Has he been dropped on his head or something? Owin went to sit down where Saul started patting with a flopping hand. The three sat in a row; Docháran slouched next to sprawled-out Saul, next to upright-and-confused Owin. “So, what are you doing?”
“We’re talking about the world,” said Saul, half to the roof and half to the hand he still held in front of his face. “Do you know where Doch
áran’s from?”
“You mean: where he was saved from by the Mister,” Owin corrected.
“Whatever, yyyyes. But have you heard about the place? He only had five years there when he was saved but the place sounds…placccey.” Saul chuckled.
Placey? He’s definitely been dropped on his head, Owin thought. Both his brothers put the smoking sticks in their mouths again and took a puff.
“He was from the Peak Kingdom. They lived high up on mountains…Mount Capperhorn or some shit…But it was so high in some places that it snowed all the time and even the air was hard to breathe.” Saul’s arms flailed around as he spoke while Docháran just bobbed his head up and down to everything his brother said. “When you have twelve years there, you get to catch a baby Talon. They’re these big red birds with beaks the size of your fist.” He presented a limp fist to Owin. “And claws the size of your face. Then you train it and it hunts for you. Can you imagine that shit?”
Owin pushed the example beak away. “But did he also tell you that kings have hordes of false goddesses? They lay with them and they get sicknesses and they worship false gods!” His heartbeat quickened.

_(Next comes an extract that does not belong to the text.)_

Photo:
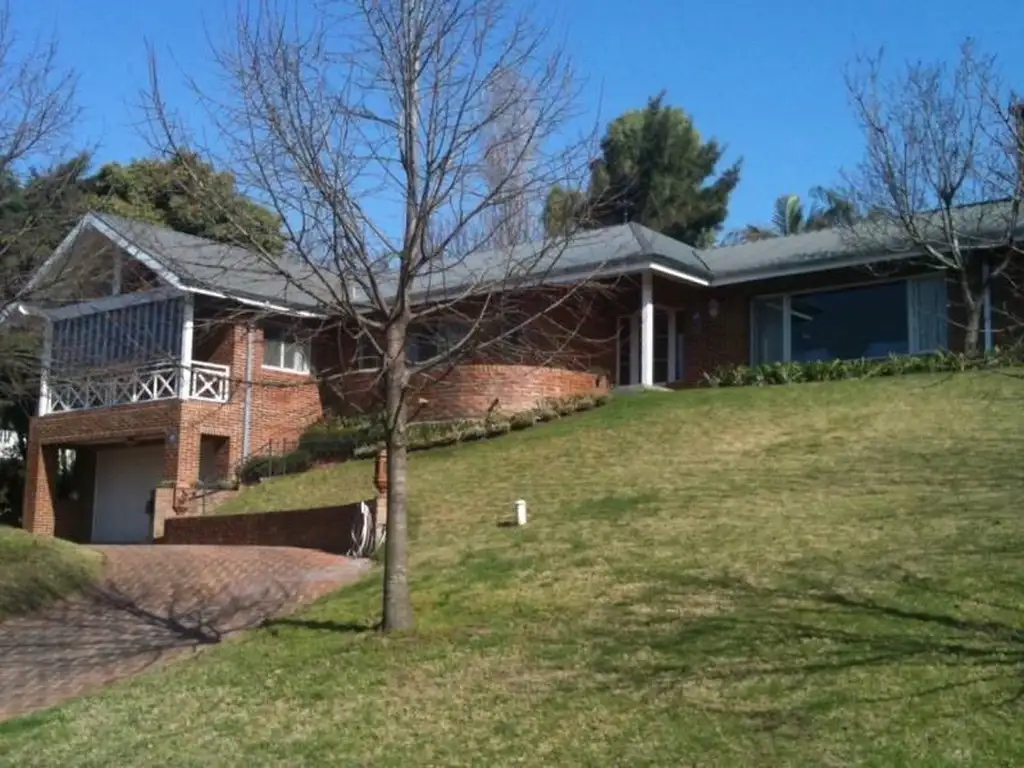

Docháran snapped out of his trance, nodding. “Capehorn…Mount Capehorn,” he corrected Saul from before, then turned to Owin and said, “I don’t remember much from when I was there because I was still wetting the bed and shitting my pants. But I know our king was never sick. I remember him being strong and practising forms on mountain peaks and teaching me how to fight.” His voice seemed more with-it than Saul’s. He came across as more relaxed than his usual brash self.
Saul’s eyes opened wide, looking to Owin. “How do you know they were false gods though?” Saul asked, only now catching up with his brother’s previous question.
“Because the Mother is the only deity. You know that. You’ve seen Her visions and the Mister has taught us all about Her.”